Recognizing this trend, my colleague Senator William Rompkey introduced a private members bill to give Maritime Command a more suitable name. While there was unanimous support to do away with the use of the term Maritime Command, this motion sparked a debate as to what the replacement name should be. Do we go with the descriptive Canadian Navy, or return to the historic name Royal Canadian Navy?
After hearing from former admirals, historians and other witnesses, the Senate national security and defence committee left the final decision in the hands of the government by passing a motion that recommends that Maritime Command be replaced by a new name that includes the word “navy.”
Many Canadians support a return to Royal Canadian Navy, others, the descriptive moniker Canadian Navy; there is no dishonour in the latter. I believe that those serving today would be proud to do so under the title Canadian Navy.
However, the name Royal Canadian Navy still technically exists; it was never abolished. Under the new organizational structure, the navy acquired the name title Maritime Command. Reinstating the name the Royal Canadian Navy designation simply requires approval by the minister of national defence. Giving the navy a name other than the Royal Canadian Navy again rejects our rich and proud Canadian naval history.
With no Royal designation, why continue calling our vessels Her Majesty’s Canadian ships — HMCS Iroquois for example? As the Canadian Forces is one force operationally, should we give new names to famed regiments, such as the Royal Canadian Dragoons or the Royal 22e Régiment?

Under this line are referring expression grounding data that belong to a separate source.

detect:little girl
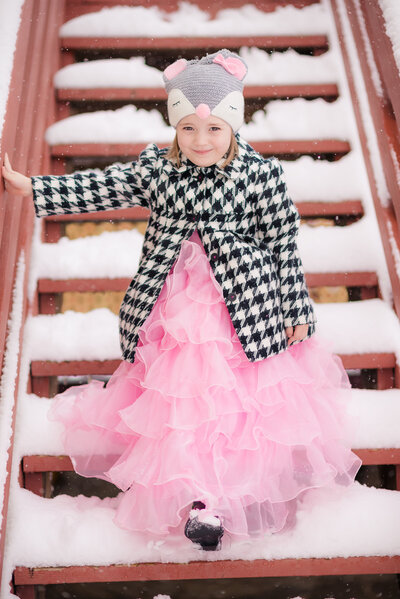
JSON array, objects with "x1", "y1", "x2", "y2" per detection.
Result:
[{"x1": 3, "y1": 50, "x2": 361, "y2": 552}]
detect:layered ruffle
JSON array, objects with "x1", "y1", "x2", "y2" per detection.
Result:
[{"x1": 48, "y1": 230, "x2": 361, "y2": 537}]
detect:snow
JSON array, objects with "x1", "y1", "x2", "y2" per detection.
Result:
[
  {"x1": 59, "y1": 3, "x2": 330, "y2": 38},
  {"x1": 379, "y1": 0, "x2": 400, "y2": 78},
  {"x1": 4, "y1": 482, "x2": 400, "y2": 568},
  {"x1": 54, "y1": 48, "x2": 339, "y2": 89},
  {"x1": 334, "y1": 0, "x2": 390, "y2": 206},
  {"x1": 45, "y1": 97, "x2": 353, "y2": 145},
  {"x1": 241, "y1": 97, "x2": 351, "y2": 141},
  {"x1": 45, "y1": 104, "x2": 174, "y2": 145},
  {"x1": 32, "y1": 218, "x2": 384, "y2": 281},
  {"x1": 23, "y1": 299, "x2": 400, "y2": 363},
  {"x1": 54, "y1": 56, "x2": 164, "y2": 89},
  {"x1": 0, "y1": 255, "x2": 25, "y2": 553},
  {"x1": 241, "y1": 47, "x2": 339, "y2": 85},
  {"x1": 33, "y1": 228, "x2": 144, "y2": 279},
  {"x1": 0, "y1": 0, "x2": 24, "y2": 143},
  {"x1": 16, "y1": 389, "x2": 400, "y2": 457},
  {"x1": 25, "y1": 308, "x2": 121, "y2": 361}
]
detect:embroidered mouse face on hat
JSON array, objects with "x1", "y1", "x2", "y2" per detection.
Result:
[{"x1": 163, "y1": 50, "x2": 247, "y2": 132}]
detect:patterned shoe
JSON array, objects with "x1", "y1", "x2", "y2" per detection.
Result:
[{"x1": 184, "y1": 503, "x2": 224, "y2": 551}]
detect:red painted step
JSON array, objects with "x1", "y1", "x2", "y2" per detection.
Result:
[
  {"x1": 57, "y1": 84, "x2": 340, "y2": 103},
  {"x1": 60, "y1": 34, "x2": 330, "y2": 54},
  {"x1": 13, "y1": 555, "x2": 400, "y2": 588},
  {"x1": 50, "y1": 140, "x2": 351, "y2": 159}
]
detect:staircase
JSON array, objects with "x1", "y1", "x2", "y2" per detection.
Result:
[{"x1": 2, "y1": 0, "x2": 400, "y2": 597}]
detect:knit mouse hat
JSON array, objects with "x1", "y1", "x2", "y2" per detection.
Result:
[{"x1": 163, "y1": 49, "x2": 247, "y2": 132}]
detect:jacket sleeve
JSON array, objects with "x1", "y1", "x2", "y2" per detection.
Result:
[
  {"x1": 256, "y1": 157, "x2": 316, "y2": 329},
  {"x1": 30, "y1": 144, "x2": 158, "y2": 218}
]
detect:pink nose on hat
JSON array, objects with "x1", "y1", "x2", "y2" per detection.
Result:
[{"x1": 196, "y1": 103, "x2": 211, "y2": 119}]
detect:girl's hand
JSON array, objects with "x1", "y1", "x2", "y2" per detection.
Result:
[
  {"x1": 285, "y1": 323, "x2": 309, "y2": 346},
  {"x1": 1, "y1": 153, "x2": 33, "y2": 198}
]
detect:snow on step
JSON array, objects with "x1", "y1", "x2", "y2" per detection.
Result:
[
  {"x1": 45, "y1": 104, "x2": 174, "y2": 145},
  {"x1": 55, "y1": 57, "x2": 164, "y2": 89},
  {"x1": 15, "y1": 389, "x2": 400, "y2": 458},
  {"x1": 54, "y1": 49, "x2": 339, "y2": 90},
  {"x1": 24, "y1": 299, "x2": 400, "y2": 362},
  {"x1": 283, "y1": 154, "x2": 365, "y2": 202},
  {"x1": 44, "y1": 98, "x2": 351, "y2": 145},
  {"x1": 242, "y1": 98, "x2": 351, "y2": 141},
  {"x1": 59, "y1": 3, "x2": 330, "y2": 38},
  {"x1": 6, "y1": 482, "x2": 400, "y2": 568},
  {"x1": 33, "y1": 220, "x2": 380, "y2": 280}
]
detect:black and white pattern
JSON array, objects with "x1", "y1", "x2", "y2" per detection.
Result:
[{"x1": 31, "y1": 136, "x2": 316, "y2": 363}]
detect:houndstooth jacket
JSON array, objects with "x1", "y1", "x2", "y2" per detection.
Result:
[{"x1": 31, "y1": 135, "x2": 316, "y2": 363}]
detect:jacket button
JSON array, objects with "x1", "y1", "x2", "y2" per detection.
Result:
[
  {"x1": 228, "y1": 292, "x2": 236, "y2": 301},
  {"x1": 188, "y1": 214, "x2": 197, "y2": 222},
  {"x1": 198, "y1": 175, "x2": 204, "y2": 182},
  {"x1": 210, "y1": 252, "x2": 218, "y2": 261}
]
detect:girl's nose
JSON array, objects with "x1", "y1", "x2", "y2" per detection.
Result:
[{"x1": 194, "y1": 129, "x2": 209, "y2": 146}]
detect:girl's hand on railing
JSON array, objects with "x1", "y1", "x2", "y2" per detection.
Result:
[
  {"x1": 286, "y1": 323, "x2": 309, "y2": 346},
  {"x1": 1, "y1": 153, "x2": 33, "y2": 198}
]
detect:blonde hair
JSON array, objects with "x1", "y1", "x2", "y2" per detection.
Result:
[{"x1": 166, "y1": 131, "x2": 239, "y2": 169}]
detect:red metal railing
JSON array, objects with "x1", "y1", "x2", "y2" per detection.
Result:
[
  {"x1": 0, "y1": 0, "x2": 66, "y2": 584},
  {"x1": 331, "y1": 0, "x2": 400, "y2": 318}
]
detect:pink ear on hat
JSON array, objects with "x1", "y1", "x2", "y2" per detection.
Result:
[
  {"x1": 163, "y1": 58, "x2": 187, "y2": 81},
  {"x1": 213, "y1": 53, "x2": 246, "y2": 80}
]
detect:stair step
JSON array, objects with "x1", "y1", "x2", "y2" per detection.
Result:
[
  {"x1": 60, "y1": 34, "x2": 329, "y2": 55},
  {"x1": 13, "y1": 555, "x2": 400, "y2": 586},
  {"x1": 20, "y1": 449, "x2": 400, "y2": 477},
  {"x1": 29, "y1": 353, "x2": 396, "y2": 380},
  {"x1": 9, "y1": 483, "x2": 400, "y2": 587},
  {"x1": 41, "y1": 200, "x2": 365, "y2": 243},
  {"x1": 37, "y1": 271, "x2": 378, "y2": 295},
  {"x1": 50, "y1": 140, "x2": 351, "y2": 160},
  {"x1": 42, "y1": 200, "x2": 363, "y2": 224},
  {"x1": 57, "y1": 83, "x2": 340, "y2": 103}
]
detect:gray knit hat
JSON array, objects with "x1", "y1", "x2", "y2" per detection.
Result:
[{"x1": 163, "y1": 50, "x2": 247, "y2": 132}]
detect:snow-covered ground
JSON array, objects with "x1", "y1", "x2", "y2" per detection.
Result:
[{"x1": 1, "y1": 0, "x2": 400, "y2": 597}]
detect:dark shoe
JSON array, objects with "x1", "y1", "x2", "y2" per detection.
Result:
[{"x1": 184, "y1": 504, "x2": 224, "y2": 551}]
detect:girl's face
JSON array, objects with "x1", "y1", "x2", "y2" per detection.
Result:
[{"x1": 176, "y1": 114, "x2": 232, "y2": 167}]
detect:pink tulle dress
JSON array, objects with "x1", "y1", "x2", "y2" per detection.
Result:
[{"x1": 48, "y1": 230, "x2": 361, "y2": 538}]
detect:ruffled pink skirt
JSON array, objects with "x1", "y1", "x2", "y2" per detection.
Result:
[{"x1": 48, "y1": 230, "x2": 361, "y2": 537}]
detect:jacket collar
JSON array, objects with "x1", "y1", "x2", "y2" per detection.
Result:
[{"x1": 169, "y1": 134, "x2": 252, "y2": 180}]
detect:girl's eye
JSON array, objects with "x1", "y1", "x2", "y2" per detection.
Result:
[
  {"x1": 210, "y1": 127, "x2": 221, "y2": 131},
  {"x1": 183, "y1": 126, "x2": 193, "y2": 131}
]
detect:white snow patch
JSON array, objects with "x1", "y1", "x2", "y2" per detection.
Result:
[
  {"x1": 45, "y1": 98, "x2": 353, "y2": 145},
  {"x1": 45, "y1": 104, "x2": 174, "y2": 145},
  {"x1": 22, "y1": 299, "x2": 400, "y2": 363},
  {"x1": 0, "y1": 255, "x2": 25, "y2": 549},
  {"x1": 34, "y1": 228, "x2": 144, "y2": 280},
  {"x1": 54, "y1": 56, "x2": 164, "y2": 89},
  {"x1": 4, "y1": 482, "x2": 400, "y2": 568},
  {"x1": 25, "y1": 309, "x2": 121, "y2": 361},
  {"x1": 15, "y1": 388, "x2": 400, "y2": 458},
  {"x1": 59, "y1": 3, "x2": 330, "y2": 38}
]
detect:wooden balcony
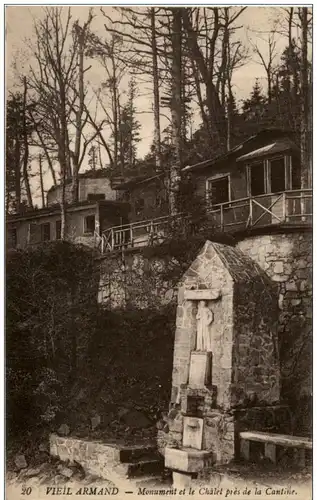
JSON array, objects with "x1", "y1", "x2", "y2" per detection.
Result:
[{"x1": 95, "y1": 189, "x2": 312, "y2": 254}]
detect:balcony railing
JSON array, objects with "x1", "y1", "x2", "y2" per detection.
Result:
[{"x1": 95, "y1": 189, "x2": 312, "y2": 253}]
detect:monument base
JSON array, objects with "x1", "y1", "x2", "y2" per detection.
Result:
[
  {"x1": 188, "y1": 351, "x2": 212, "y2": 388},
  {"x1": 165, "y1": 447, "x2": 213, "y2": 473}
]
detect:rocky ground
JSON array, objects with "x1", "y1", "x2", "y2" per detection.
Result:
[{"x1": 6, "y1": 444, "x2": 312, "y2": 500}]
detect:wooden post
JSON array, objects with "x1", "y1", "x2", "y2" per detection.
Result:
[
  {"x1": 220, "y1": 204, "x2": 224, "y2": 231},
  {"x1": 130, "y1": 225, "x2": 133, "y2": 247},
  {"x1": 282, "y1": 191, "x2": 286, "y2": 222},
  {"x1": 249, "y1": 198, "x2": 253, "y2": 227},
  {"x1": 111, "y1": 229, "x2": 114, "y2": 251}
]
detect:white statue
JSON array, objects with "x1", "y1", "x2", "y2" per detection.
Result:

Discarding Royal from our navy accomplishes what? Advocates for CN suggest Canada has since “fled” Britain’s colonial yoke.
This distorts our past. In 1939 Canada on its own decided when and if to enter World War II, the same conflict that established the Royal Canadian Navy as a world-class navy, shoulder to shoulder with our allies.
No one disputes Canada’s sovereignty. The Queen remains our sovereign. We share her with Britain; it is not Britain’s sovereign who reigns over us. This is what the Statute of Westminster (1931) declares.
The Royal adjective helps to define ourselves along with our policies of bilingualism and multiculturalism. Our nation prospers within these three pillars, essential ingredients of our distinct Canadian identity in North America.
Reinstating the Royal Canadian Navy has nothing to do with Canada’s colonial roots. It honours those risking their lives today by connecting them to those who gave their lives in the past. Scores of currently serving naval personnel have written to me in support of a return to the Royal Canadian Navy.
There is wonderful goodwill attached to our navy’s past. Let us salute the bravery, sacrifice and honour of those serving and those who have served before them.
Our navy was honoured with the designation Royal Canadian Navy 100 years ago. We should re-establish that link with the past as we look toward another century of service by the Royal Canadian Navy.
New Brunswick Senator Joseph Day is a member of the Senate’s national security and defence committee.